Ahora ocupa el cargo de vicario general del señor obispo Fidencio López Plaza y a pesar de eso no abandona su principal misión que Dios le impuso en este plano terrenal: la sanación de los enfermos, vocación y noble oficio que no sabe ni cuándo comenzó, pero es la labor a la que más entregado está desde que inició su vida espiritual.

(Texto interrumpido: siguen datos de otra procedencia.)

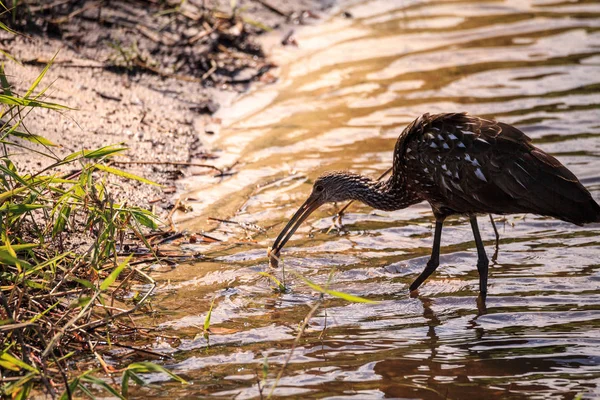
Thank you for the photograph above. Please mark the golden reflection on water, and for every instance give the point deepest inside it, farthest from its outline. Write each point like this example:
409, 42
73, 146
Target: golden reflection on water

Modestamente dice que él sólo es un instrumento del que se vale Dios para cumplir sus mandatos. “Dios es el que hace las cosas, a mí sólo me toca asistir a los enfermos y orar por ellos”, dice tajantemente, sin soberbia.
Nunca salió al extranjero por motivos de estudios, pero también es digno destacar que su labor pastoral siempre estuvo al servicio de Querétaro, su tierra natal.
Su grata persona es bálsamo para miles de queretanos que buscamos consuelo en él para nuestras aflicciones del alma y del cuerpo; siempre humilde, nunca recuerda a las personas que sirvió, nunca pide un favor a cambio: “Si te serví, ya no me acuerdo”, pudiera ser su frase favorita. Cuando uno ve su trabajo pastoral en favor de los enfermos y más desprotegidos renovamos el espíritu y la fe en el gran Galileo y surgen los deseos de abrazar el sueño de nuestros prójimos. El padre Javier Martínez Osornio hace suya la frase más revolucionaria y esencial de Cristo, con creces y práctica cotidiana: “Amaos los unos a los otros”.